Apparently as a precaution meant to avoid the police brutality, water cannons and arrests that had marred the end of recent, smaller gatherings, they were then told to disperse quickly to their homes, A small orchestra played, resulting in spontaneous street dancing among each of the groups present.
The organizers, seeking a highly controlled situation, turned to a chareidi PR firm that designed the only placards allowed at the meeting. Care was also taken that no specific names would be mentioned and no irreverence for political positions be displayed.

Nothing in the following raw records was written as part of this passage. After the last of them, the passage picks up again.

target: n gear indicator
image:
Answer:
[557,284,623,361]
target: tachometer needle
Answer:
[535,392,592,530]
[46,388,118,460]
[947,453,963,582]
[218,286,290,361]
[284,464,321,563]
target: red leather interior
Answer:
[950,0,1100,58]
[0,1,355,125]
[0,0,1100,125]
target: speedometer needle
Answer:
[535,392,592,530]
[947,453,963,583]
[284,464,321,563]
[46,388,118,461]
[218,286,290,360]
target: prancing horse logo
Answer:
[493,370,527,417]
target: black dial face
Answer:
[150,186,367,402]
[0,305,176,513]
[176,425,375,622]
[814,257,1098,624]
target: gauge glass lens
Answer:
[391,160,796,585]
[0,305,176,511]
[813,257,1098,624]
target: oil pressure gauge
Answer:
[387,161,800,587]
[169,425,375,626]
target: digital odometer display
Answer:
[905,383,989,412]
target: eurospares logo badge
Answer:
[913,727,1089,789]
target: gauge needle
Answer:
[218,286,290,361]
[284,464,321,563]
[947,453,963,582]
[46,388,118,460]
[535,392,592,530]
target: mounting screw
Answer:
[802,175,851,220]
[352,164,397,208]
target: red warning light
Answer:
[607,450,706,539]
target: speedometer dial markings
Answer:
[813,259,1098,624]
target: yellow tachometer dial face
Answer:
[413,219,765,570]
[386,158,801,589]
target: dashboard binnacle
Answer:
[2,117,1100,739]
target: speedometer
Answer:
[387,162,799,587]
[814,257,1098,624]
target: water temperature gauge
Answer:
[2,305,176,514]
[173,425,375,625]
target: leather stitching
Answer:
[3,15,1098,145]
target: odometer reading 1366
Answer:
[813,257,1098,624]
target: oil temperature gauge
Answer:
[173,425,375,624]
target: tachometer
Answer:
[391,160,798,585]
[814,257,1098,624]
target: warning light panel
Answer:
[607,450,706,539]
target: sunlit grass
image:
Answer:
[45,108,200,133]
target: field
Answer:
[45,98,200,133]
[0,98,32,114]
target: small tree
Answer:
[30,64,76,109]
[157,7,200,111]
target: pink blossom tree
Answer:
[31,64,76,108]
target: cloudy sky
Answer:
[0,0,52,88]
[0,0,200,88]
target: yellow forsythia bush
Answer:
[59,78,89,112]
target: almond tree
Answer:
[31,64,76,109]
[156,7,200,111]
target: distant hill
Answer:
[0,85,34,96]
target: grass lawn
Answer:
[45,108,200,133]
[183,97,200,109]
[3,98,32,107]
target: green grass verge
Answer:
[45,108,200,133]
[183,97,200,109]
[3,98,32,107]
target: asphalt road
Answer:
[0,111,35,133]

Logistics included the notable absence of a grandstand of chareidi elders and leaders, who instead were dispersed by twos and threes at second and third floor locations behind latticed windows on the periphery of the assembly. Those present on the ground were addressed from a podium built on the back of a semi-trailer, manned by a very few, well-loved roshei yeshiva not active in party politics.
Later I saw a printed placard from the assembly in English that said “Demonstration for Freedom of Religion,” stuck in the rail of a top floor balcony on Malchei Israel in Geula. I for one would be hard pressed to have called it that. True enough, the Chareidim and American-style freedom of religion are being repressed under the Zionist yoke, but it didn’t look like any kind of demonstration to me.